Not only is the Good News unique in origin, but it is also unique in its message. Other religions may share to some extent its ethics but none has its foundation. To be kind is a precept generally accepted around the world, but only in Christianity does kindness have its ultimate expression in historical reality. To be good is fine, but being good in Christianity is made possible by the character of one who is truly good. When you read the Bhagavad Gita you will be surprised to find verses sounding very much as if they were taught by Jesus. However, there is a dramatic difference in that the Buddhist scripture is philosophical in origin while the ethical principles of Christianity are an expression on the life of its founder. While a certain amount of positive thinking teaching may be helpful or even inspiring (“The positive thinker sees the invisible, feels the intangible and achieves the impossible”) only in the teaching of Christ is authenticated by a resurrection.
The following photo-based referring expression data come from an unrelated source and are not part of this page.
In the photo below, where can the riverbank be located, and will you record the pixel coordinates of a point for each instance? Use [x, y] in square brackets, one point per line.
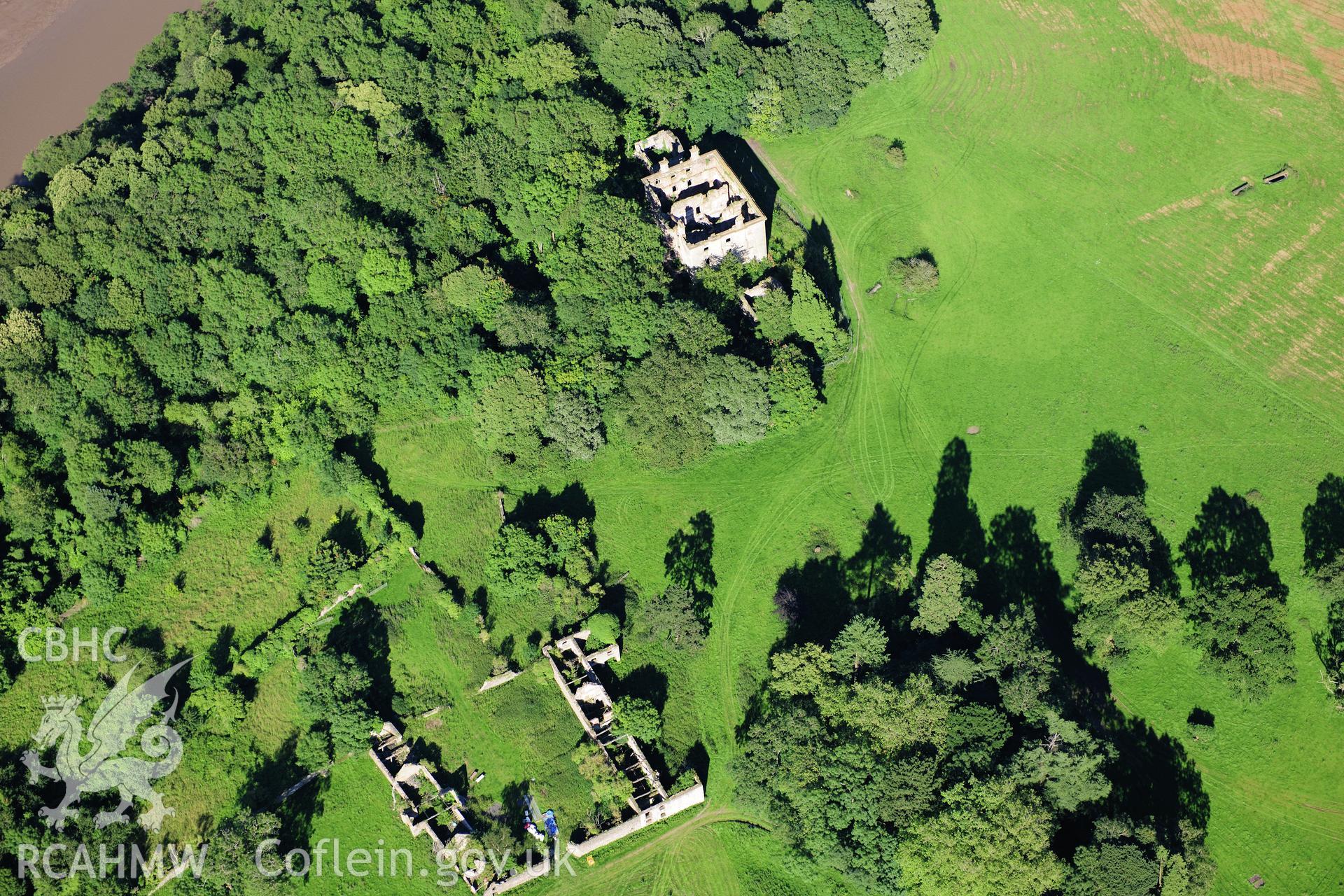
[58, 55]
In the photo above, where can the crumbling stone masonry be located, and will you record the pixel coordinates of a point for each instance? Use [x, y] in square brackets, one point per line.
[573, 669]
[704, 209]
[426, 806]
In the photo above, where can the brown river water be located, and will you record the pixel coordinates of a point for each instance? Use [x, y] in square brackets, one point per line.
[57, 57]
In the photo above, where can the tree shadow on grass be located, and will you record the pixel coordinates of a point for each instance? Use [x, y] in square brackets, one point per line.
[1230, 540]
[648, 682]
[296, 813]
[1323, 526]
[1112, 465]
[690, 562]
[818, 598]
[1112, 468]
[955, 527]
[362, 633]
[534, 507]
[1021, 566]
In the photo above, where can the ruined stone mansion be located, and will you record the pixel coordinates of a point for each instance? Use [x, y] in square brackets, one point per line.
[704, 209]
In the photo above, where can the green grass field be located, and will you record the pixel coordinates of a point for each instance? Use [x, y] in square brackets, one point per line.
[1070, 168]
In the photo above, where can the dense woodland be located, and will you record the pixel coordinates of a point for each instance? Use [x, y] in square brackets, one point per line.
[298, 218]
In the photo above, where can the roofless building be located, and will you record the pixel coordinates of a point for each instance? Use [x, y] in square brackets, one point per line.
[704, 209]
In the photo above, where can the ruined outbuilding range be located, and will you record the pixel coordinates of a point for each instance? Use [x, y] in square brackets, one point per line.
[704, 209]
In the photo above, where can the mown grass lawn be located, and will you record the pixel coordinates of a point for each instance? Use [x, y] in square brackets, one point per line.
[1070, 168]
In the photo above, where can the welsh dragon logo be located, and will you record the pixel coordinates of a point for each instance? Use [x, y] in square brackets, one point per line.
[102, 767]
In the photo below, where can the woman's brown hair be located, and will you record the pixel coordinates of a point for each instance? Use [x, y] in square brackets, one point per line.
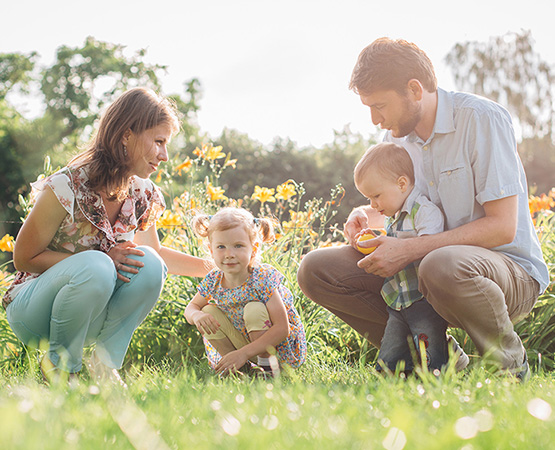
[138, 110]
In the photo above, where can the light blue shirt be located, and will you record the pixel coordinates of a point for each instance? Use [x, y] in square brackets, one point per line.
[471, 158]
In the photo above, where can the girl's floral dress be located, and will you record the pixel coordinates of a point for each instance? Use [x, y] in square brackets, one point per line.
[86, 225]
[263, 281]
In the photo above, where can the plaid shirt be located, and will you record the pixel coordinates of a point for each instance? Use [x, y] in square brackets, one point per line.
[418, 216]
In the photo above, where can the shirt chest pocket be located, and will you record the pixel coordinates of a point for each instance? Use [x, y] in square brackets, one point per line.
[452, 173]
[456, 193]
[405, 234]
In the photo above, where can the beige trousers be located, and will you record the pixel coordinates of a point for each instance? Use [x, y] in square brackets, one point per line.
[476, 289]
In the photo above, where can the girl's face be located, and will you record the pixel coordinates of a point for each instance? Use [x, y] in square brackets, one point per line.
[148, 149]
[232, 251]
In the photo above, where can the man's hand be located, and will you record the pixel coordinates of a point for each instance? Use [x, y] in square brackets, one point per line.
[391, 256]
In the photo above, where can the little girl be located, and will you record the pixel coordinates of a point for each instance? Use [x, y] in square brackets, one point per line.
[242, 309]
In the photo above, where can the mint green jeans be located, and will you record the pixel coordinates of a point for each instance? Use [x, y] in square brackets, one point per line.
[80, 301]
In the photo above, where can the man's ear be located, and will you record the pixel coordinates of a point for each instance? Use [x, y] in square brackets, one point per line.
[126, 136]
[415, 89]
[403, 183]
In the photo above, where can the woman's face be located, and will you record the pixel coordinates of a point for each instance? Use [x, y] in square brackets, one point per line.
[147, 149]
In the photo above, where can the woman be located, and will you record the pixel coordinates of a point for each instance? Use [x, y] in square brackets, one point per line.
[90, 265]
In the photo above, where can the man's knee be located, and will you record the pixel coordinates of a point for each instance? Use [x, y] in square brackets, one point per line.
[306, 274]
[437, 268]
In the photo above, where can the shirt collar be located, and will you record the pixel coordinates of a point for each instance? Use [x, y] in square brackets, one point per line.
[407, 206]
[445, 122]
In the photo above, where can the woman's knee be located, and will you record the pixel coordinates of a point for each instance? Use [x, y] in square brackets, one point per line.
[154, 266]
[93, 269]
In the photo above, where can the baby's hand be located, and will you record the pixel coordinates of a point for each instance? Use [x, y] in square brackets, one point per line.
[205, 323]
The Good News is also unique in its power to change life. Scripture teaches that when people accept by faith the gift of God they also receive the power to live a changed life. Whether or not they use that power doesn’t establish its availability. History is replete with examples of lives transformed by the power of God. By preaching the Good News the apostle Paul began the westward movement of the faith. Millions of lives have been changed. Society has been nurtured by education and health. Systems of government that work for the wellfare of all have come into being. The power of the Good News to change society is absolutely unique.
The question arises as to the value of uniqueness. Is it important that there be nothing else quite like it? The answer depends upon what exactly we are talking about. If the question has to do with God, the answer is, Yes. In the God of the Christian faith is one and the same as the gods of all other religions then there is no specific reason why I should be a Christian. Multiplicity undermines the supremacy of a God that calls for worship. There cannot be two ultimate Beings. If the claim that there are is true then neither in my world-view be supreme.
The uniqueness of God is the essential message of the Shema, the center-piece of Jewish ritual: “Hear, O Israel, the Lord our God is one God. The God of the Judeo-Christian religion is unique and the teaching of Jesus his Son is without parallel. “There is no other name under heaven by which we must be saved” (Acts 4:12) and that transforming name is Jesus. Yes, the Good News is unique.